テーブルを拭う夕べはさよならをしなかったひとばかりが遠い

        笠木拓 『はるかカーテンコールまで』港の人 2019年

 

歌集によって違うけど、「はるかカーテンコールまで」はどちらかというと時間がたっぷりある時に読む方がいい。思いがけない言葉が、へんな方向から飛び出してきてとてもスリリング。簡素でピュアな詩情があふれていて、ひとつひとつの歌がゆっくりといとおしくなる。

この歌ではさよならをした人と、さよならをしなかった人たちがいる。さよならをしなかった人は、今も近しく付き合っている人たちのはずだけど、その人たちの方が気持ちの中で遠いという。遠いというけど、ここでは疎遠という意味でもないような気がする。

どちらかというと「さよならを」した人たちへの思いが先にあって、失ったものへの愛惜や哀しみがとりわけ懐かしいものとして感受されているように思う。そんな想念をいちど裏返しにして、手探りで確かめているようにも思える。

上からもう一度読むと、「テーブルを拭う夕べ」という場面の差し出し方がとてもきれいだ。清潔な布巾でテーブルを拭うように、一日のノイズをいちどきれいに払って、リセットする瞬間。そのとき、日常と非日常が反転するのではなかろうか。夕べは、日常が遠くなるとき。
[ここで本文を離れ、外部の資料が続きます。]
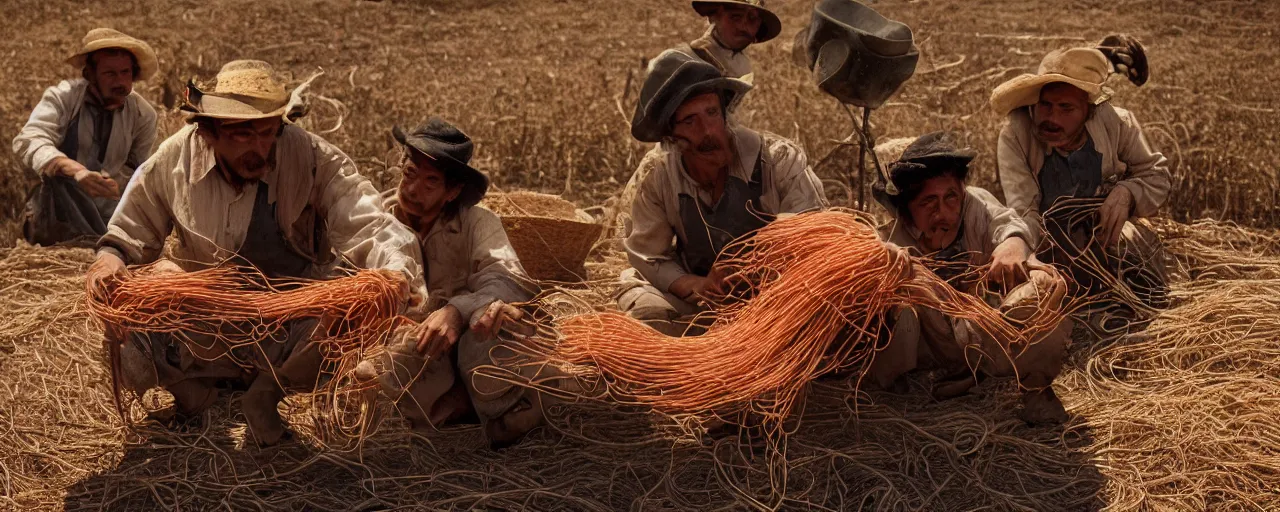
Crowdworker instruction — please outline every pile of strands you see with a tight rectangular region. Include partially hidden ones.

そんな境界の領域に失われてしまった時間や情感がふっと喚起されて、やすらぎ、あるいは静かな悲しみがひろがっているように思える。

 

噴上ふきあげは水の額か この手のひらを添えたいけれどどうにも遠い

 

上句の比喩の美しさが際立っている。焦点が当たっているのは、噴水の天辺のあたりだろうか。水が噴き上げっていって、落下する瞬間。それは視覚的には固定しているように見えるけど、実際は常に流れ動いている水の様相にすぎない。その瞬間をとらえて〈水の額〉と呼ぶことに、まず自らの体感の痛みを被せているようで、はっと胸を衝かれてしまう。それは現れては過ぎ去ってゆく時間そのものの謂いではなかろうか。

限りなく過ぎてゆくもの、あるいは幻のような世界そのものの手触りを確かめたいという願いが切ない。

非在への憧れは詩人の証し。

存在するものはいつも遠くて、限りなく深い、という聖書の言葉をつい思ってしまう。